The Australian pop singer finds freedom in the EP format, breaking the family-friendly veneer of past releases and serving up his most idiosyncratic music yet.

Late last year, on the final night of his Bloom tour, Troye Sivan walked onstage suited à la David Byrne and left in the spandexed, eyepatched regalia of David Bowie. Sivan was at the tail end of an album cycle that had him performing alongside supernovas of pop music: strutting down a catwalk singing his hit “My My My!” with Taylor Swift, dancing on tables with Ariana Grande. This costuming was a potent symbol of ambition, and a cheeky nod to subversive, queer-ish forebears. Bloom, Sivan’s 2018 sophomore album, made him an avatar of a new generation of mainstream-friendly queer popstars. In the lights of a sold-out arena, he seemed poised to become the first of them to hit the big—really big—leagues.

In a Dream, the 25-year-old’s six-song sequel to Bloom, isn’t an ascension to blockbusting ubiquity, but something more interesting: a formally adventurous break-up record that explores the far corners of indie pop. Although enjoyable, Bloom and Sivan’s 2015 debut Blue Neighbourhood rarely broke through a certain veneer of cleanliness. When he emerged, there were far fewer young queer people in the mainstream; one could hardly blame him for appearing as a polite and broadly appealing spokesperson for an underrepresented community. At a time when mainstream pop is as calculated as it’s ever been—the product of a major label system obsessed with playlisting and “streamability”—he might have been rewarded for maintaining that family-friendly image. Instead, like the forebears Sivan emulated onstage last year, In a Dream chooses distinctiveness over approachability, offering a bricolage of warped indie rock, tech-house, and theatre-kid emotion.

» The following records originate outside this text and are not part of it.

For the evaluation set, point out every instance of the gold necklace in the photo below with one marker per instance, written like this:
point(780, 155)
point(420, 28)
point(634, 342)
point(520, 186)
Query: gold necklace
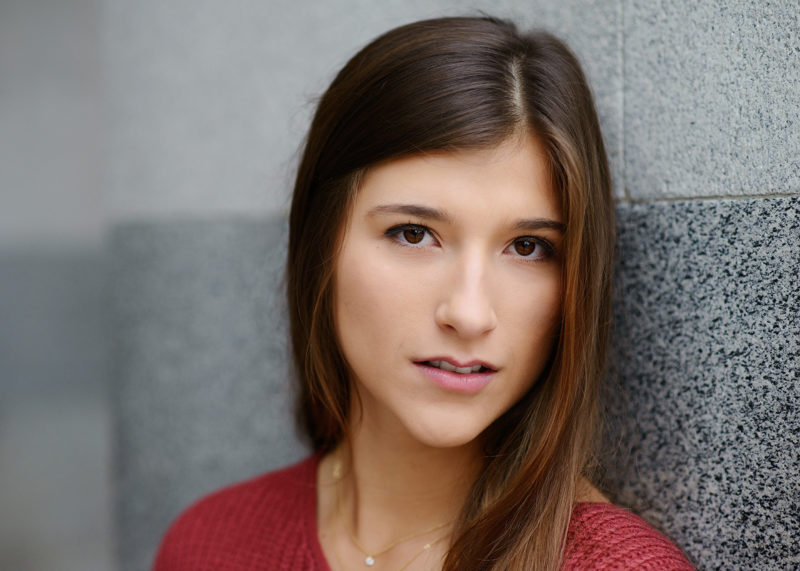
point(370, 556)
point(425, 547)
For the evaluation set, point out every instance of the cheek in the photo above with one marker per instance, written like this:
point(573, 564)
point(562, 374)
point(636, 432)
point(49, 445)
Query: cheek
point(373, 303)
point(534, 323)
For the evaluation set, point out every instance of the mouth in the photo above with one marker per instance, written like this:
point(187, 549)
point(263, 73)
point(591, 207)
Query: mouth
point(467, 378)
point(461, 369)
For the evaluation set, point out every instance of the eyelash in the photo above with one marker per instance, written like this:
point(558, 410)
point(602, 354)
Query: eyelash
point(396, 234)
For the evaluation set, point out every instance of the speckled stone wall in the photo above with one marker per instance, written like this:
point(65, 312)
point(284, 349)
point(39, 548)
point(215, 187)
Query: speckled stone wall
point(698, 104)
point(708, 350)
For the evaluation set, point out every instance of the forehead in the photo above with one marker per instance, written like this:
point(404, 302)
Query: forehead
point(510, 178)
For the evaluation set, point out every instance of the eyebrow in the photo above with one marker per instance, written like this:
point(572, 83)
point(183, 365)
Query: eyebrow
point(425, 212)
point(533, 224)
point(428, 213)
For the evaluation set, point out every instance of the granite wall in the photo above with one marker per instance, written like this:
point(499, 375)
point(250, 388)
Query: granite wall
point(698, 101)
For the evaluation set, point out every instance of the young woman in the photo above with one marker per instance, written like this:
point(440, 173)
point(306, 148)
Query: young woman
point(449, 272)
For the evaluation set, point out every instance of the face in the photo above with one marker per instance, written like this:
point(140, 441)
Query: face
point(447, 289)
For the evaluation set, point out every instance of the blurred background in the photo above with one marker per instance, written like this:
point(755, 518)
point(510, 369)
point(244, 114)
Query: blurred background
point(146, 157)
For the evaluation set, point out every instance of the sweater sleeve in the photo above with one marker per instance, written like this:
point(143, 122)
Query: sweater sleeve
point(266, 523)
point(606, 537)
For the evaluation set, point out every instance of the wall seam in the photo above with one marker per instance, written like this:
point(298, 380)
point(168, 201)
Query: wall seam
point(626, 197)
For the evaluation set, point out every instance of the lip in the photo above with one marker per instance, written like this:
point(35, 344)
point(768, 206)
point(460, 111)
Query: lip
point(469, 383)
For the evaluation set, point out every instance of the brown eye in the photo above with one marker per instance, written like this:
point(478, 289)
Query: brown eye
point(413, 235)
point(524, 247)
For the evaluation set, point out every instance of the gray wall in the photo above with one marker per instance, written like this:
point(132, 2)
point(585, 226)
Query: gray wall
point(176, 126)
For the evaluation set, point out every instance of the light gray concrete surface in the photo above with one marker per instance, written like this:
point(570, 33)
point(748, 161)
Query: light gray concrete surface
point(55, 434)
point(202, 386)
point(712, 92)
point(709, 356)
point(51, 123)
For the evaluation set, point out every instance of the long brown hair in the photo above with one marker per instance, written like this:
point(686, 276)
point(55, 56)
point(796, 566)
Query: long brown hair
point(447, 84)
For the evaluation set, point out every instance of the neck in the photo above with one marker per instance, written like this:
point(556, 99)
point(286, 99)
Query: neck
point(390, 489)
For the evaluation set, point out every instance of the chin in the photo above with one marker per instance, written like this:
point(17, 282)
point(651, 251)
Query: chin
point(446, 435)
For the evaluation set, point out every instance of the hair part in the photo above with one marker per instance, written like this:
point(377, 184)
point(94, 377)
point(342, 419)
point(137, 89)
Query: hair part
point(444, 85)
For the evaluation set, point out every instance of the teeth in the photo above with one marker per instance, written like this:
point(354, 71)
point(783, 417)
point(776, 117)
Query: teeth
point(445, 366)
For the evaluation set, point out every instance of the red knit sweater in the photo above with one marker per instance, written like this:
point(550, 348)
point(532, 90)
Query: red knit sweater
point(270, 523)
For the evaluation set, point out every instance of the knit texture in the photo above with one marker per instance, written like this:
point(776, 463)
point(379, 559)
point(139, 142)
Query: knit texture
point(270, 523)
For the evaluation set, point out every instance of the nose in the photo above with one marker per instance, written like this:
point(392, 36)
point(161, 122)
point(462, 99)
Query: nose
point(466, 307)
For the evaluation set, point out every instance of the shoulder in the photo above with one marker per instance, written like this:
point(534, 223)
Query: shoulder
point(240, 524)
point(604, 536)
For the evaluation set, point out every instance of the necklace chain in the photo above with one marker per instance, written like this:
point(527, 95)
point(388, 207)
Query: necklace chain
point(370, 556)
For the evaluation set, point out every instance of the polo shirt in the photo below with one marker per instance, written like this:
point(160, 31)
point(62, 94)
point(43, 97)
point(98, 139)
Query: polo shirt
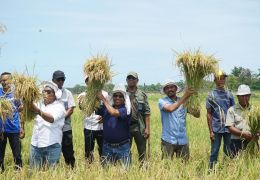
point(173, 123)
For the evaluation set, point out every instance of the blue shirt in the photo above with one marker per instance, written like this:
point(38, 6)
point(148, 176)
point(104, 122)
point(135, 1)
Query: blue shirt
point(12, 125)
point(115, 129)
point(173, 123)
point(219, 102)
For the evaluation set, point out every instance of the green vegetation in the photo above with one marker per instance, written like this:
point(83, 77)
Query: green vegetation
point(196, 168)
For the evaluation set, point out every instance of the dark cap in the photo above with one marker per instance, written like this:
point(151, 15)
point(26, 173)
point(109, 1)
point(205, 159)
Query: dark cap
point(58, 74)
point(134, 74)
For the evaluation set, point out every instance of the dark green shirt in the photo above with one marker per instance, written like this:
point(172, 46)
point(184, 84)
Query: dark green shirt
point(139, 109)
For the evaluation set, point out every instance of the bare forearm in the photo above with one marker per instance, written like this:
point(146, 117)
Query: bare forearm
point(110, 109)
point(147, 121)
point(69, 112)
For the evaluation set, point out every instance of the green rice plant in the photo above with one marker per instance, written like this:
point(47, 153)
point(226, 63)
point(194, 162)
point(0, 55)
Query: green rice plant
point(97, 69)
point(195, 66)
point(28, 91)
point(254, 125)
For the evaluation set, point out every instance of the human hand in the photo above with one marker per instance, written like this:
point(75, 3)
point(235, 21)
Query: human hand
point(146, 133)
point(22, 133)
point(212, 136)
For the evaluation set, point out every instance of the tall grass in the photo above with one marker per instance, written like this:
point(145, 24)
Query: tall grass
point(196, 168)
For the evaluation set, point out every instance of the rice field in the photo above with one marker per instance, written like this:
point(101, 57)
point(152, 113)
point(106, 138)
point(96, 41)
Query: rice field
point(196, 168)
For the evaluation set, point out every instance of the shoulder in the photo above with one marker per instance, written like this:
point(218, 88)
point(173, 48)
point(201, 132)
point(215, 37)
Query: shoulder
point(141, 93)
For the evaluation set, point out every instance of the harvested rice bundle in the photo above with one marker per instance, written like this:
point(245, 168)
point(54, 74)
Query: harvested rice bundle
point(195, 66)
point(6, 109)
point(98, 71)
point(254, 125)
point(27, 90)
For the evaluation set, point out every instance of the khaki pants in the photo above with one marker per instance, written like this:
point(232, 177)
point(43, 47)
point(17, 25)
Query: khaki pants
point(169, 149)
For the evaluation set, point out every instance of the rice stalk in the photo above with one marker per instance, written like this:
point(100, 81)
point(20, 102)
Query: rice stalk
point(254, 125)
point(97, 69)
point(195, 66)
point(27, 90)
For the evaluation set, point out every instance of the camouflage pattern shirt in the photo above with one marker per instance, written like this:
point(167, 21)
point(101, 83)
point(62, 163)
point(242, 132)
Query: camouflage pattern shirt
point(139, 109)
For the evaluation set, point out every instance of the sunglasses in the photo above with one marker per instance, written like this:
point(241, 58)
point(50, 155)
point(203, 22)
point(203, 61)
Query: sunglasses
point(47, 91)
point(118, 95)
point(131, 78)
point(60, 79)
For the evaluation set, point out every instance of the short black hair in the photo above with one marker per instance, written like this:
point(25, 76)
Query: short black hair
point(5, 73)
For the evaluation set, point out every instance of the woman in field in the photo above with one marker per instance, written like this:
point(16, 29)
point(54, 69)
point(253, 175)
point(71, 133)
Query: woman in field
point(116, 123)
point(47, 130)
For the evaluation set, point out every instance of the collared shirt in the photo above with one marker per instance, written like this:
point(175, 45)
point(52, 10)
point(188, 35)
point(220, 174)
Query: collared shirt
point(91, 122)
point(139, 109)
point(173, 123)
point(68, 102)
point(11, 125)
point(236, 118)
point(219, 102)
point(115, 129)
point(45, 133)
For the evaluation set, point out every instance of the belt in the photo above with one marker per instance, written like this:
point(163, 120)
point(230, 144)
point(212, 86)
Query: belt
point(118, 144)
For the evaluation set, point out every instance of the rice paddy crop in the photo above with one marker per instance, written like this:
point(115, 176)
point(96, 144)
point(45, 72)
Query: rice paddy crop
point(97, 68)
point(27, 90)
point(195, 66)
point(254, 125)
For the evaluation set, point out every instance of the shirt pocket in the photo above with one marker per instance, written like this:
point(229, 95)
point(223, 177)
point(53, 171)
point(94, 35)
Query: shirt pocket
point(239, 122)
point(141, 106)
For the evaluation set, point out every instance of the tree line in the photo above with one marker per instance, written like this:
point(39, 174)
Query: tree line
point(239, 75)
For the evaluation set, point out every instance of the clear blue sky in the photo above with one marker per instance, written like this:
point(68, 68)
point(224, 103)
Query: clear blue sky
point(138, 35)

Across In a Dream, Sivan eschews the black-and-white sadness of typical pop breakup albums in favor of the self-discovery that can happen in the wake of heartbreak. “Stud,” the record’s lascivious, sun-kissed centerpiece, dives into heart-racing casual sex, hinging on a classic trope of queer desire: Do I want to be him, or fuck him? (Call it the Call Me by Your Name conundrum.) “Hey stud! You can come and meet me out front, you got all the muscles and the features I want,” Sivan sings, his Auto-Tuned voice crinkling like tinfoil. He teases and taunts, flirtatious to the point of second-hand embarrassment, as the song switches gear into a raucous house beat. When he’s feeling more downcast on opener and first single “Take Yourself Home,” snatches of arena anthem fodder hang around him like peeling wallpaper. These touches seem to deliberately undermine their own triumphant feeling, serving as bitter reminders that even a great pop song can’t fix the worst feelings. In both cases, the tentative, fresh-faced star of Bloom —“Hold my hand if I get scared now”—is gone.

These songs are drawn from the moments when sadness turns to clarity and loneliness to self-possession, and the same confidence drives In a Dream’s more outré aesthetics. Between Charli XCX’s immersion in PC Music hyperpop and Taylor Swift’s collaborations with members of the National and Bon Iver, there’s nothing new about pop stars drawing from indie music. But In a Dream feels connected to a more peculiar segment of pop’s underground: I hear smacks of Negative Gemini’s dissociated club music and Vegyn’s formed formlessness in these songs, as well as the warmth of Rostam, indie-pop’s current king of the queer bildungsroman. The hazy, guitar-heavy interlude “could cry just thinkin about you” isn’t far from the jangle experiments of avant-garde hero Dean Blunt, who Sivan namechecked on Beats 1 earlier this month. The team that assisted Sivan on In a Dream is largely the same as on Bloom; Sivan seems to have simply grown into his own influences. The EP format—the preferred model for a new class of pop auteurs, from Mallrat to Yaeji—may afford him freedom to explore his own weirdness without the pressure of a major album cycle.

Even the EP’s most conventional song, the ’80s-inspired cheating apology “Easy,” surprises. Sivan sings through thick Auto-Tune, lamenting the dissolution of his relationship, but punctuating it with an uncanny exclamation—“This house is on fire, woo!”—that suggests there’s something sublime about the agony. Nothing about “Easy” should work, from the “woo!” to the Future-lite vocals to the City Pop synth solo. And yet it does. These idiosyncratic choices may sacrifice some of Sivan’s universal appeal, but it’s much more fun to watch him cutting his own path.